A few years later, Serge Voronoff , a Russian émigré working in Paris, developed an interest in reversing the effects of aging in elderly men who had lost their “zest for life.” He sliced a large number of chimpanzee or baboon testicles and implanted them in the testicles of old men. None of them had any effect. In fact they created infections and more complications. The concept of transplanting glandular tissue to produce hormones that would benefit the recipient was continued in the United States by John Brinkley, whose chosen donor was the goat, as he had been convinced by a local farmer of its sexual potency. He was later disbarred by the American Medical Association.
In the 1960s, Keith Reemtsma at Tulane University in Louisiana-hypothesized that nonhuman primate kidneys might function in human recipients and thus be a successful treatment for renal failure. By then kidney transplantation from human to human had been established (in the 50s), but the availability of kidneys from deceased humans was extremely limited. Reemtsma selected the chimpanzee as the source of organs, because of its close evolutionary relationship to humans. He carried out 13 of these transplants. While all the chimpanzees died in great pain the experiments failed. One woman lasted 9 months but spent all that time strapped to a bed and hospital catheters. In another experiment scientists transplanted a pig kidney into a baboon. The baboon died in 5 months.
But the scientists carried on with kidney transplants. Tom Starzl used baboons as donors in Colorado. His results were similar to those of Reemtsma.
James Hardy, in 1964, tried to transplant a chimpanzee heart into a patient who had undergone amputations of both legs-and was in a semi-comatose state at the time the transplant was undertaken. The patient died within a few hours. The chimpanzee, of course, had been killed. In 1967 Christian Bernard also carried out two cardiac xenotransplants. Both failed.
Perhaps the best known clinical cardiac xenotransplantation since Hardy’s attempt was that by Leonard Bailey, who transplanted a baboon heart into an infant girl, known as Baby Fae, in 1983. The graft underwent acute rejection and the patient died 20 days later. One of the reasons, which would appear common sense to an average, non medical person, is that baboons don’t have O blood type, which is donor blood.

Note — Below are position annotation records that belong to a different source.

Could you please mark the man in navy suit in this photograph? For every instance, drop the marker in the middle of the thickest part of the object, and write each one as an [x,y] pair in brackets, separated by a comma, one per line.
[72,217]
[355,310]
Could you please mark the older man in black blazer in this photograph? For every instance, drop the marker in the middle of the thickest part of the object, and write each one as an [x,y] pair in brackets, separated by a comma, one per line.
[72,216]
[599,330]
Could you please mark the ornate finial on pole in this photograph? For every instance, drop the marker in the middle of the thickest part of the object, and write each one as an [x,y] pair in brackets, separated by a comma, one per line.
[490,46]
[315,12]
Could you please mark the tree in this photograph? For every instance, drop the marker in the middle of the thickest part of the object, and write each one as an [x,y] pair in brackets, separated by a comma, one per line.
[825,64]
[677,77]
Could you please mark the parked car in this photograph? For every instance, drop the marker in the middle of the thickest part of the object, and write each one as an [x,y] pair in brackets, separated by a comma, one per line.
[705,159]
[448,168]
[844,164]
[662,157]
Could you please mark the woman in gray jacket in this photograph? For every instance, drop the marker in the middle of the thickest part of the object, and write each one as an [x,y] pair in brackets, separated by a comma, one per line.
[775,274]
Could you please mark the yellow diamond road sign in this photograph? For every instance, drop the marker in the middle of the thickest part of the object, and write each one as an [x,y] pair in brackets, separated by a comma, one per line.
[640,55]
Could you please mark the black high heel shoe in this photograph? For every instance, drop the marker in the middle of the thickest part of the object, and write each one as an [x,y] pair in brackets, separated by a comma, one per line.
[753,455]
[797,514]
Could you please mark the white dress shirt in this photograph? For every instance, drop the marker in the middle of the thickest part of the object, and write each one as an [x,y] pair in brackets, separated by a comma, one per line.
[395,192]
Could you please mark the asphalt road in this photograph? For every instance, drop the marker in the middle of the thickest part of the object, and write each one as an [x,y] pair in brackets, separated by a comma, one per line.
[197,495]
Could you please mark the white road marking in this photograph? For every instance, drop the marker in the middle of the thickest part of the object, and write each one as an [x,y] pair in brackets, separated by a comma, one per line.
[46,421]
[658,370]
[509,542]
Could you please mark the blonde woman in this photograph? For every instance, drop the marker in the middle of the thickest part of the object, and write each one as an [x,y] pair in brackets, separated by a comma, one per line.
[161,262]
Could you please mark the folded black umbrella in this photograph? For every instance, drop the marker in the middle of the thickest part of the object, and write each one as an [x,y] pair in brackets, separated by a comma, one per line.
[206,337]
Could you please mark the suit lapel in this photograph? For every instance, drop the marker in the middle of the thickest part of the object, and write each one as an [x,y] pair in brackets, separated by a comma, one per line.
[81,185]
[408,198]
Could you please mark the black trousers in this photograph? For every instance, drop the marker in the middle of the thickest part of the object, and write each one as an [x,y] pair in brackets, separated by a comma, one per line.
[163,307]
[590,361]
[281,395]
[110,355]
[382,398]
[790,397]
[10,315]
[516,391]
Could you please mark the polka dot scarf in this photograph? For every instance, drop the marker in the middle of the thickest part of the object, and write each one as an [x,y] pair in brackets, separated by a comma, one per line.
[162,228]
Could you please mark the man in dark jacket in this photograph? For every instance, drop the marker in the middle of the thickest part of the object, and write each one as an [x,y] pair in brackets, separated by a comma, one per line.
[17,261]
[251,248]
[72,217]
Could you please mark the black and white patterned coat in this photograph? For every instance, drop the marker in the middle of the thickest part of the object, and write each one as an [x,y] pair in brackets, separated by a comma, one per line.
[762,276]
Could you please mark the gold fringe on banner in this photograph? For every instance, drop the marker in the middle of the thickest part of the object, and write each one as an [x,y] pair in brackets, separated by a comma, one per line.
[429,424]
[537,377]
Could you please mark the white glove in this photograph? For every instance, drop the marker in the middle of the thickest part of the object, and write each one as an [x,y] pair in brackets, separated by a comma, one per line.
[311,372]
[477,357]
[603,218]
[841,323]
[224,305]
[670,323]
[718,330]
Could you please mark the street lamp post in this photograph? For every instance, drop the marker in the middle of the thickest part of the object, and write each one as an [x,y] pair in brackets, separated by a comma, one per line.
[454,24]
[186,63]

They have ABO which is incompatible with humans.
Tom Starzl, who is considered one of the pioneers in the field of kidney and liver human to human transplantation, performed a handful of liver transplants between nonhuman primates and young patients in Colorado in the 1960s, with no success. As more immuno-suppressants became available, he performed two liver transplants from baboons into adult patients in the 1990s, with no survivors.
Clinics in Europe tout the efficacy of various animal tissues from placentas to blood cells, plasma and organs for a variety of conditions – from acne to anti-aging. There is no evidence that they work.
The pig is now the creature that is being focused on. Why? Its genetic makeup is completely different from that of a human being. But the reasons are far more commercial. Its organs are the same size as humans, it is cheap to maintain and it has three litters a year, so pigs can be easily available. Does this make any scientific sense. No. But by the time they give up, xenotranplantation companies will have tortured and killed millions of pigs.
In 1969, Nobel Prize winner Sir Peter Medawar, who is considered the father of transplant immunology, stated, “We should solve the problem of organ transplantation by using xenografts in less than 15 years.” It is now 2017 and we are no closer. Norman Shumway, the pioneer of heart transplantation, stated truthfully “xenotransplantation is the future of transplantation, and always will be.”
The scientists are going to keep trying. They get paid for their research and, if they do succeed in producing usable organs from pigs, then there is a Nobel Prize at the end of the rainbow. Who cares about the animals.